Two Blue Earth men walked away from a train crash east of Bricelyn on Tuesday afternoon.
A semi driven by 35-year-old Shannon Sunken was crossing over railroad tracks when the trailer it was pulling, loaded with an excavator, was struck by a Union Pacific engine.
“We heard a big boom. It was unreal and amazing. Like nothing you can ever imagine,” says Sunken.
“We thought the trailer hit the tracks because it was low to the ground. It seemed like we stopped before the force picked us up and took us,” he adds.
Neither Sunken nor 31-year-old Nicholas Cooan were injured. Both were wearing their seat belts.
The Faribault County Sheriff’s Office, Bricelyn ambulance and fire department responded to the accident that occurred around 2:36 p.m. on 50th Street in Seely Section 11.
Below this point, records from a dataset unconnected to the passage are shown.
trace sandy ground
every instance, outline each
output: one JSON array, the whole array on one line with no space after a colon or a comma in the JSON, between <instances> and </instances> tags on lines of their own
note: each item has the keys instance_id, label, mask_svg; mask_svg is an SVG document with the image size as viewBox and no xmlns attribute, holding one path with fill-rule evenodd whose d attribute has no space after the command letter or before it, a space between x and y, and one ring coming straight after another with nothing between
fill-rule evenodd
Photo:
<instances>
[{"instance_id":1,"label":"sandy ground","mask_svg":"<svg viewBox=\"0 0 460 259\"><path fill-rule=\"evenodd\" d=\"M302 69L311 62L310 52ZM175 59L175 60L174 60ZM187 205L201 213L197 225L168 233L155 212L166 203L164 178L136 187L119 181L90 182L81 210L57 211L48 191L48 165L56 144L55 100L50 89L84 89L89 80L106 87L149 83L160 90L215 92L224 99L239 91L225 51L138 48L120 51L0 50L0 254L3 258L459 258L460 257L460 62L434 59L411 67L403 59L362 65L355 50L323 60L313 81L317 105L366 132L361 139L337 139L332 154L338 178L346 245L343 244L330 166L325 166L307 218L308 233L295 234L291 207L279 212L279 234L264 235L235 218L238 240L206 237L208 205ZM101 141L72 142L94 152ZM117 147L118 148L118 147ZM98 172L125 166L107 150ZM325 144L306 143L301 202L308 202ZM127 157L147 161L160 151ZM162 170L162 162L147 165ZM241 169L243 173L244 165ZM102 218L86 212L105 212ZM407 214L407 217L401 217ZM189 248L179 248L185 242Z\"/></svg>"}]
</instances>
“It’s a bad crossing because it’s at an angle. There have been three accidents there in the past several years,” says Sheriff Mike Gormley. “People have to be careful. Trains nowadays are hauling more and moving faster.”
Gormley says three engines were pulling nearly 100 rail cars.
Deputy Shane Dulac says railroad employees estimate the train was traveling 40 mph when it struck the trailer.
“The engineers hit the emergency brakes when they saw the train was going to make contact,” he says. “They got down and didn’t even watch what happened. That’s their protocol.”
County authorities and Union Pacific officials are continuing to investigate the accident.
For Dulac, it was the third train accident he’s been called to during his 15 years as a law officer.
“It’s ugly. People have to stop and take time to look both ways, even in the middle of nowhere,” he says.
On Wednesday, Sunken was planning to see a doctor because he was starting to get sore.
Sunken says he doesn’t know how much damage his trailer and excavator sustained, which are owned by G&S Drainage and Excavating in Blue Earth.
Gormley says railroad officials estimate damage to an engine at $250,000.
While Sunken told authorities he stopped at the railroad crossing, he likely will be given a ticket.
Dulac says under state law it’s not enough for a motorist to stop when there’s an oncoming train.
“Technically, if a train is visible the motorist should remain stopped until it goes by,” he says.
The deputy says the county attorney also will review investigation findings to determine if additional charges will be filed.